Around 1,000 people gathered outside Tottenham police station, north London, to remember the life of Mark Duggan yesterday, Saturday. The road outside the station was filled with people who came to stand in solidarity with Mark’s family as they held a vigil to respect his life.
The peaceful gathering began with a minute’s silence to remember Mark who was shot and killed by police in August 2011. On Wednesday of last week there was anger and disbelief as a jury in the inquest into his death returned a conclusion that Mark had been lawfully killed.
Mark’s family stood together on the steps of the police station. His aunt Carole said, “The more we people come together and support each other maybe we can make a better life for our children, for Mark’s children.
“And also for all of those children who have to live in these communities that are over-policed, where they are not free. We’re here to respect Mark. We didn’t get justice, we know, but the fight goes on.
“We have to go back to the Independent Police Complaints Commission for another investigation - a thorough one. That’s what we’re going to do, and for as long as it takes we are going to keep coming out here and doing what we have to do.”
Mark is one of 1,486 people to have died in police custody or after coming into contact with police since 1990.
The families and friends of Joy Gardner, Leon Patterson, Sean Rigg and Leon Briggs were just some of the supporters who turned out in solidarity with the Duggan family.
And Mark’s family held placards bearing the names of Cynthia Jarrett and Roger Sylvester – two other Tottenham residents killed by police in the last 30 years.
The vigil also marked the 15-year anniversary of the death of Roger in police custody in 1999. After his death his family went to Tottenham police station to get answers, and have been fighting to get justice ever since.
His father Rupert Sylvester told Socialist Worker, “It’s like reliving it all over again being outside this station again.

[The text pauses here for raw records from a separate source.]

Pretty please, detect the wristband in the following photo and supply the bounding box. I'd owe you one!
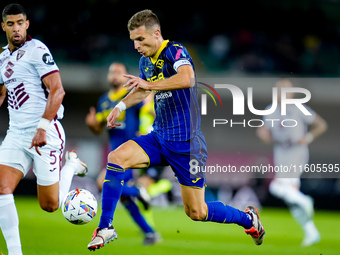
[37,118,51,131]
[305,132,314,144]
[115,101,126,112]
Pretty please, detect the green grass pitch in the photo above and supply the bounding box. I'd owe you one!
[0,197,340,255]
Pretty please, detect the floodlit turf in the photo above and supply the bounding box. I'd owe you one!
[0,197,340,255]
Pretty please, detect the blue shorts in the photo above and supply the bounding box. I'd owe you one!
[132,132,208,188]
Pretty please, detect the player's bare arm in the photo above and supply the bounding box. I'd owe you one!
[85,107,105,134]
[0,84,7,106]
[299,114,328,145]
[106,87,152,128]
[30,72,65,155]
[124,65,195,90]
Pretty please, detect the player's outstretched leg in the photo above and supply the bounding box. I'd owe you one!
[87,163,124,251]
[87,140,153,250]
[59,151,88,206]
[181,186,265,245]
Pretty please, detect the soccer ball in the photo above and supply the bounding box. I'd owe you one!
[62,189,97,225]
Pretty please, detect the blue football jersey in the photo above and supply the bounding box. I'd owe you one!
[96,89,143,150]
[139,40,200,141]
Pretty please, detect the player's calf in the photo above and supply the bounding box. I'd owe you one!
[184,205,207,221]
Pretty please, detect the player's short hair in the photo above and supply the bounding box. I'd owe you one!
[128,10,161,31]
[2,3,27,19]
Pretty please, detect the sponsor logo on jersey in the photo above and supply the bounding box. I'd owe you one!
[7,83,30,110]
[156,59,164,69]
[42,53,54,65]
[17,50,25,60]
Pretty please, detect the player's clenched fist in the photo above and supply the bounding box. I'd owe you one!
[30,128,47,156]
[106,107,122,128]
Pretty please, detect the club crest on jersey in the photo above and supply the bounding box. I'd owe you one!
[42,53,54,65]
[156,59,164,69]
[17,50,25,61]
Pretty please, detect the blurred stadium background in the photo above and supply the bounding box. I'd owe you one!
[0,0,340,209]
[0,0,340,252]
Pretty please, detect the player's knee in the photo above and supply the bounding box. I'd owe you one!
[185,207,207,221]
[107,150,126,169]
[40,201,59,212]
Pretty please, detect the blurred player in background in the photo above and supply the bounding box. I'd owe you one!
[86,63,164,245]
[88,10,265,250]
[0,4,87,255]
[257,79,327,246]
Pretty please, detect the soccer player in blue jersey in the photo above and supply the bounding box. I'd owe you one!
[88,10,265,250]
[86,63,160,245]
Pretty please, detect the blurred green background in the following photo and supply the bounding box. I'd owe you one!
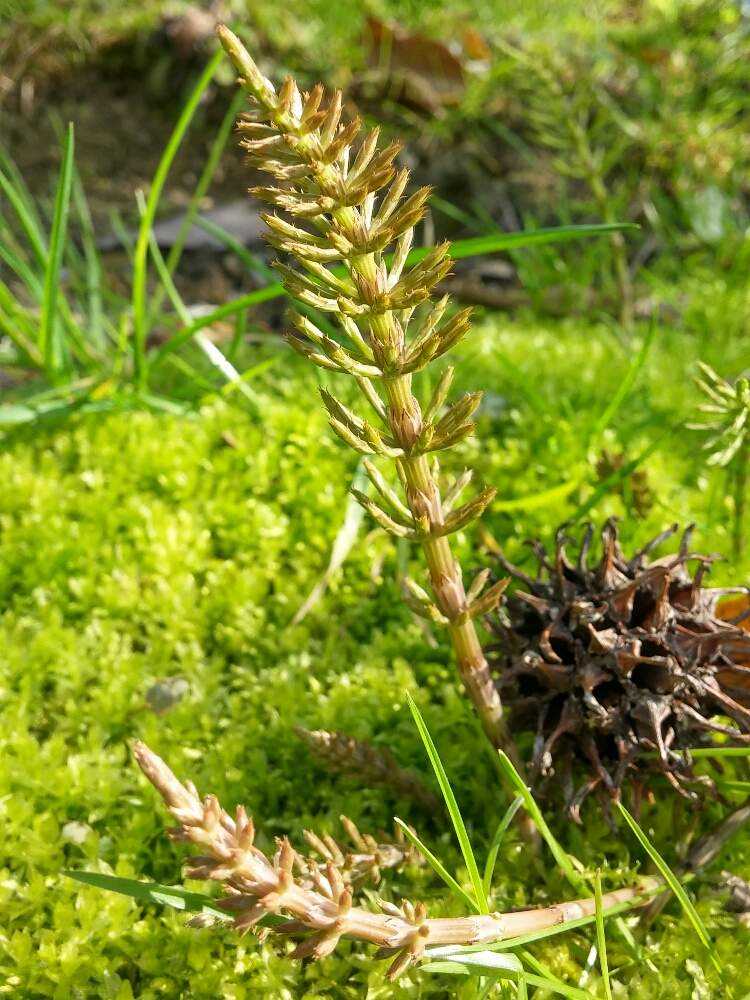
[0,0,750,1000]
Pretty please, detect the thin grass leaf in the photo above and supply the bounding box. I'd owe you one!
[149,283,286,368]
[73,169,106,350]
[594,871,612,1000]
[497,750,585,889]
[420,951,523,979]
[291,459,368,624]
[62,871,231,921]
[568,433,666,524]
[429,885,663,958]
[146,202,260,416]
[148,91,250,326]
[407,222,639,265]
[615,802,721,971]
[195,215,276,284]
[589,319,657,441]
[393,816,479,912]
[166,90,246,274]
[406,692,490,913]
[39,122,75,378]
[482,795,523,896]
[0,163,47,268]
[492,466,586,511]
[132,50,222,389]
[419,952,591,1000]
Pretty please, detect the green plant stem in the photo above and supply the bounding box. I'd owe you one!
[360,270,523,767]
[219,29,523,770]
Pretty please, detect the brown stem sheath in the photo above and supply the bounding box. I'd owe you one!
[133,742,660,979]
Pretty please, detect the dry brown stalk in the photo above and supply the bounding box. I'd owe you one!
[295,726,439,810]
[218,26,520,766]
[134,742,659,979]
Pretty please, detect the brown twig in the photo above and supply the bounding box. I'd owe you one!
[133,742,659,979]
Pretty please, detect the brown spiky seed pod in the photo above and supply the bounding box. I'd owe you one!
[490,519,750,819]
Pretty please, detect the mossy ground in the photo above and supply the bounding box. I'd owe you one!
[0,319,750,1000]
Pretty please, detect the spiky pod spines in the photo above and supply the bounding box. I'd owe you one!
[133,742,660,979]
[219,27,521,766]
[490,520,750,819]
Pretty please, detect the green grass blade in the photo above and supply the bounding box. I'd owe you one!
[195,215,278,284]
[419,952,592,1000]
[39,122,75,378]
[73,164,106,351]
[407,222,639,264]
[497,750,585,889]
[132,50,223,389]
[63,871,231,920]
[406,692,490,913]
[150,284,286,368]
[149,90,246,324]
[167,90,247,274]
[150,220,637,366]
[615,802,721,970]
[569,434,666,524]
[393,816,479,912]
[0,164,47,268]
[482,795,523,896]
[594,871,612,1000]
[590,321,656,441]
[492,466,586,511]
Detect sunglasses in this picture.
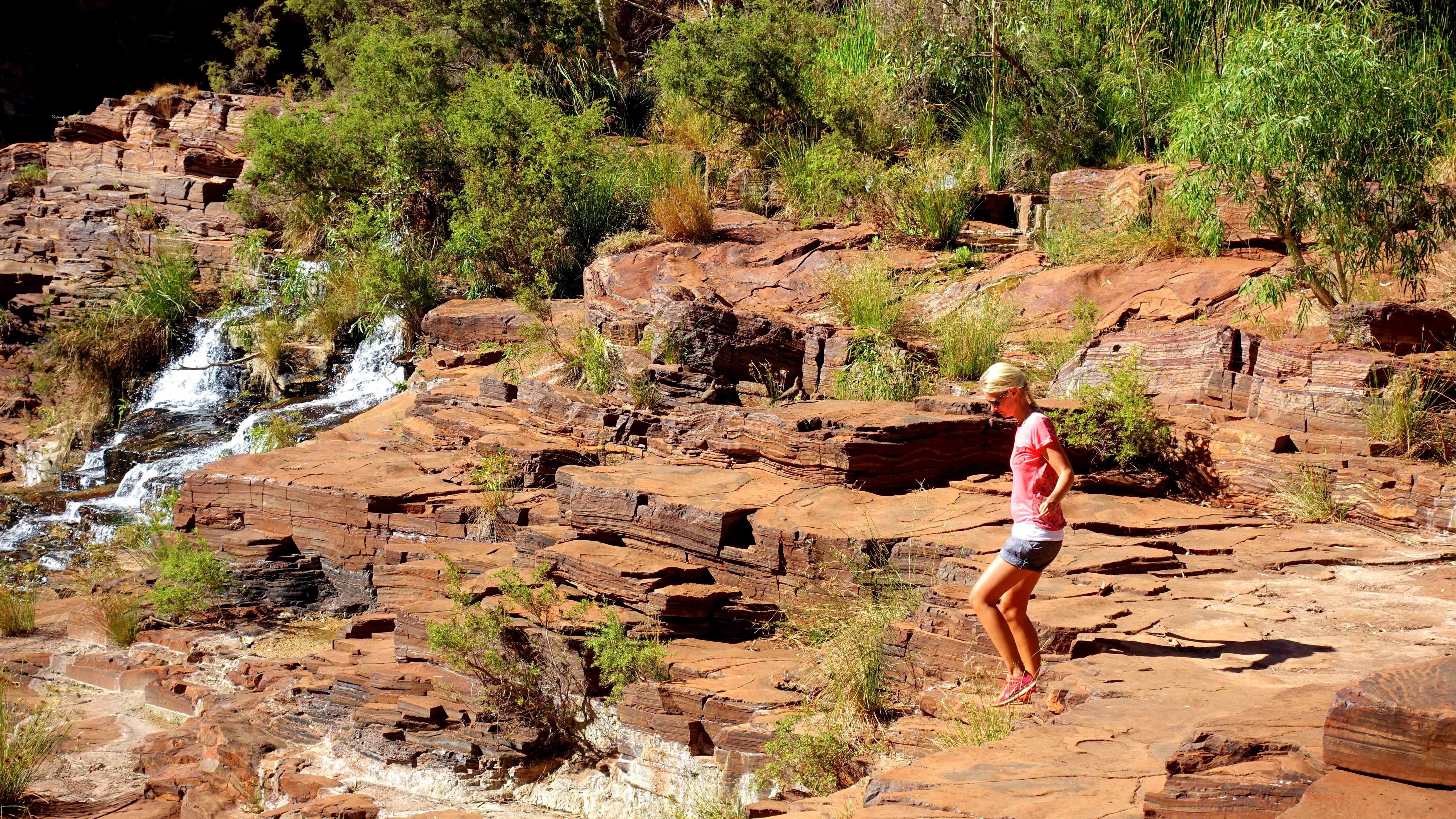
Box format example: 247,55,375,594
986,390,1011,409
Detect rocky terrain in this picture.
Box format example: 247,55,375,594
0,188,1456,819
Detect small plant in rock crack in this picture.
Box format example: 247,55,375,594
428,559,591,746
627,369,663,412
0,678,71,807
585,608,673,702
1270,464,1354,524
147,534,233,623
96,592,146,649
754,713,865,796
834,330,935,401
0,588,35,637
748,361,799,407
470,447,523,530
935,294,1021,381
1047,354,1172,468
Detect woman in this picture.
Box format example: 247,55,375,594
971,362,1073,705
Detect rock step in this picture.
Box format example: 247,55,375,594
1323,658,1456,787
650,400,1015,492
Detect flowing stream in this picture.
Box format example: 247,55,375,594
0,316,405,570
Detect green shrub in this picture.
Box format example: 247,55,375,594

But it’s amazing to see how people have come together here today.”
Banners on the vigil included Haringey, Islington and Ealing associations of the teachers’ NUT trade union, City and Islington lecturers’ UCU union and Paddington RMT rail workers’ union.
Tottenham MP David Lammy did not attend the vigil despite being invited by Mark’s family. However Hackney North and Stoke Newington MP, Diane Abbott, was present. She said there would be a meeting in parliament to discuss questions around Mark’s death.
Mark’s family then released doves of peace into Tottenham. The vigil ended with a short speech from Mark’s mother Pamela, who said, “Thank you everybody for being here today for Mark.
“Mark wasn’t a gangster - gangsters have everything, Mark had nothing. Mark’s children were his life.”